“We are too late if we only speak of murder; because before that moment a journalist gets harassed, physically, psychologically and financially,” said Paul Caruana Galizia.
He and two other sons of assassinated Maltese journalist, Daphne Caruana Galizia, were taking part in a panel discussion at an event in Austria on 11 December. It was organized by Harlem Désir, the representative on the freedom of media for the Organization for Security and Co-operation in Europe (OSCE), and the Department of Communication of the University of Vienna.
Caruana Calizia described how, before her murder, his mother had suffered threats and attacks, 57 law suits, had her bank accounts frozen, and be subjected to arrest and accusations of tax evasion.
“All of this [has] gone unpunished,” he stated, warning further that culprits who harassed journalists in life, also sought to undermine their reputation in death.
There was no crime against journalists that happened without threats and an environment that prepared the act of the murder, noted the OSCE Representative.
Speaking at the event, UNESCO director for freedom of expression and media development Guy Berger said that monitoring of attacks on journalists was vital for acknowledgement and remembrance, as well as for building the necessary knowledge to develop mechanisms for prevention, protection and procurement of justice.
“Sustainable Development Goal 16.10 provides a real opportunity to strengthen monitoring, because it includes an indicator on killings, enforced disappearances and arbitrary detention,” said Berger.
He cited the Outcome Document of the 2017 consultation on strengthening the UN Plan of Action and the Safety of Journalists and the Issue of Impunity. This document highlighted options to expand research partnerships and share good practices.

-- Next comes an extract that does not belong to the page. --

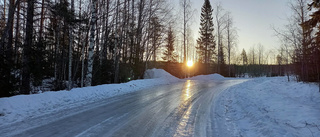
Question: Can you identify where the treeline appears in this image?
[0,0,172,97]
[274,0,320,82]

Berger added that “UNESCO’s 2017 General Conference passed a resolution encouraging Member States to carry out, on a voluntary basis, national monitoring of Indicator 16.10.1 on the safety of journalists”.
The UNESCO official also highlighted the value of growing involvement of academics in researching safety and impunity issues, and the potential partnerships between them and other actors.
The Permanent Representative of Lithuania to International Organizations in Vienna, Aurimas Taurantas, in reference to the existence of ambassadorial groups of “friends of safety” at UNESCO, UN General Assembly and the UN Human Rights Council, raised the question of an equivalent body being set up at the OSCE.